How to reduce CPU and Memory Usage?

ZachJaison · Jul 14, 2024

Hi,

I am planning to run 32 OAK-1-PoE Cameras. Yep thirty two. I am running yolov6n object detection. I need assistance with various things.

My first question can i run all of the cameras in One PC?
I have python script with some logic . Can i run all the cameras in one python script ? If so how ? since i am loading one pipeline ? Please give me an example thats all.
When i ran just one python script for one camera it took up good amount of CPU and Memory how can i optimize it? As in not code wise but like Can i use a GPU? if so how exactly? if i run it on linux will it get better? if i write it in C++ will it get better? Please explain in detail.

If there is anything that can help me with processing please explain since i do have good GPU etc…… Suggest any alternatives?

Thank you.

jakaskerl · Jul 14, 2024

ZachJaison My first question can i run all of the cameras in One PC?

Yes, the processing is performed on the device. The host is only used for displaying the streams.

ZachJaison I have python script with some logic . Can i run all the cameras in one python script ? If so how ? since i am loading one pipeline ? Please give me an example thats all.

You can. Example here.

ZachJaison When i ran just one python script for one camera it took up good amount of CPU and Memory how can i optimize it? As in not code wise but like Can i use a GPU? if so how exactly? if i run it on linux will it get better? if i write it in C++ will it get better? Please explain in detail.

You don't need a GPU since the processing takes place on the device which has a VPU and other HW-accelerated blocks for optimized processing.
Host CPU will likely be utilized for network communication and displaying the frames (if you are doing that). Pure network communication shouldn't take too much of your CPU, and displaying the streams won't really be possible due to ETH bandwidth limitations (32 devices for only 1Gbps bandwidth).

Thanks,
Jaka

ZachJaison · Jul 14, 2024

jakaskerl Yes, the processing is performed on the device. The host is only used for displaying the streams.

Thank you for your response.

I would like to clarify on this part. I am NOT running Standalone but i am running my python code on the PC(host) directly. So can you please confirm once again if the processing is happening on the PC or the Camera.

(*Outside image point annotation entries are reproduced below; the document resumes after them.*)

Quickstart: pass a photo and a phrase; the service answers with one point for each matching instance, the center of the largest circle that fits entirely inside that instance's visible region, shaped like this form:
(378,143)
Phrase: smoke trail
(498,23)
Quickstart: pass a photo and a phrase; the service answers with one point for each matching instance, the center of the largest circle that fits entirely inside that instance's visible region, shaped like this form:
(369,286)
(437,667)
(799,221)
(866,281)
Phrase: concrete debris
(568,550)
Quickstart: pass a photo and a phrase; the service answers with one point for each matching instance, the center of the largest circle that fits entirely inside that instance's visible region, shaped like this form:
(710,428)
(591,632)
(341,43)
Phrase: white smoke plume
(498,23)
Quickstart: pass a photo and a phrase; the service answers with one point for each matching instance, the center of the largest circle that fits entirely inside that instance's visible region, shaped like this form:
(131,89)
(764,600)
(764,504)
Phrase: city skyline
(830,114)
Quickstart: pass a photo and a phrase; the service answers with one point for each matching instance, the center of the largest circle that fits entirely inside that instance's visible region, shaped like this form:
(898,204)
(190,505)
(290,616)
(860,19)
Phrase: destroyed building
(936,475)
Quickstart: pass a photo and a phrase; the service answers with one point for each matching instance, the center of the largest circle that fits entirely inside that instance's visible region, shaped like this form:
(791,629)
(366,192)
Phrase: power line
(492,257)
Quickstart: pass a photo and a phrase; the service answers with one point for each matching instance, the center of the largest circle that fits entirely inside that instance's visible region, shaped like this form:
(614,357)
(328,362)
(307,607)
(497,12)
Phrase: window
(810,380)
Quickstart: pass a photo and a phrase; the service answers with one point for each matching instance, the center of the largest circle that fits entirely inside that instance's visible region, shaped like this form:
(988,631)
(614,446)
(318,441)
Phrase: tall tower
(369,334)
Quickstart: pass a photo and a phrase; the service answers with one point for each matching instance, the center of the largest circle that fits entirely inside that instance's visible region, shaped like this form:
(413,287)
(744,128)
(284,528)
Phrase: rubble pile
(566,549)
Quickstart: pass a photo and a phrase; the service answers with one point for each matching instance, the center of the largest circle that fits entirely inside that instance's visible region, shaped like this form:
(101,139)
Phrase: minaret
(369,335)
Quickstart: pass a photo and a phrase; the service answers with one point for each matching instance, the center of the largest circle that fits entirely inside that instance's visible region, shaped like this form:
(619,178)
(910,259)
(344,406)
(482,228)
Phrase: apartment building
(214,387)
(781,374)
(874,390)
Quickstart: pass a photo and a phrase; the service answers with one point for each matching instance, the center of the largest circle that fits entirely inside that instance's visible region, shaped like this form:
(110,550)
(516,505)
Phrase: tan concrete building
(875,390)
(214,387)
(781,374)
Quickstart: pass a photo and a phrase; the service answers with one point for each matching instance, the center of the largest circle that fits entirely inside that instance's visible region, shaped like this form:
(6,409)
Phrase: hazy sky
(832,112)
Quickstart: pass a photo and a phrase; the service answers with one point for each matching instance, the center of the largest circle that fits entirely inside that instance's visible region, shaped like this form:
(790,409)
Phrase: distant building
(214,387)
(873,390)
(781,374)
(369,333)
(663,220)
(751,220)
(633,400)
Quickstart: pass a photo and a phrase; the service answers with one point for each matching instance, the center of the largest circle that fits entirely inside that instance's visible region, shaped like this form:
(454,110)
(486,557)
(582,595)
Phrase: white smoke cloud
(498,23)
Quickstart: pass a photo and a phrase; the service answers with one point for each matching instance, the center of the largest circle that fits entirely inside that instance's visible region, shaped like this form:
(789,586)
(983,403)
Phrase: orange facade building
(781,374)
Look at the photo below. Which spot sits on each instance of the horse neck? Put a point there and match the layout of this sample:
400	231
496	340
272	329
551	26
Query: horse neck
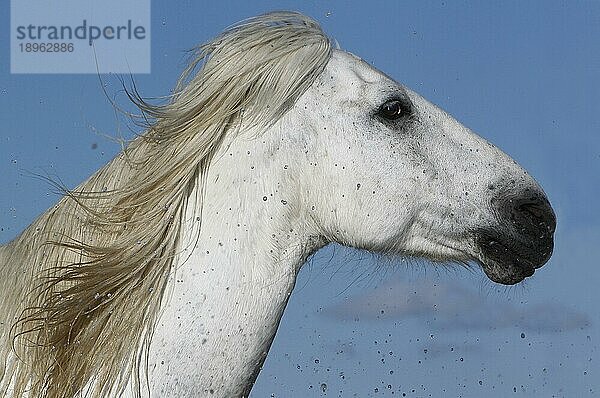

Can you please share the reference or clarify how is the Camera is processing it if i am running it on-device and not standalone?

jakaskerl You don't need a GPU since the processing takes place on the device which has a VPU and other HW-accelerated blocks for optimized processing

Well as mentioned earlier i am not running it standalone so will the VPU take care of processing or my pc ?

jakaskerl displaying the streams won't really be possible due to ETH bandwidth limitations (32 devices for only 1Gbps bandwidth).

So basically i dont display the stream but just run my logic correct in this case i can connect 32 devices to my PC(host) again i am not running the camera on standalone. Correct?

jakaskerl · Jul 15, 2024

ZachJaison I would like to clarify on this part. I am NOT running Standalone but i am running my python code on the PC(host) directly. So can you please confirm once again if the processing is happening on the PC or the Camera.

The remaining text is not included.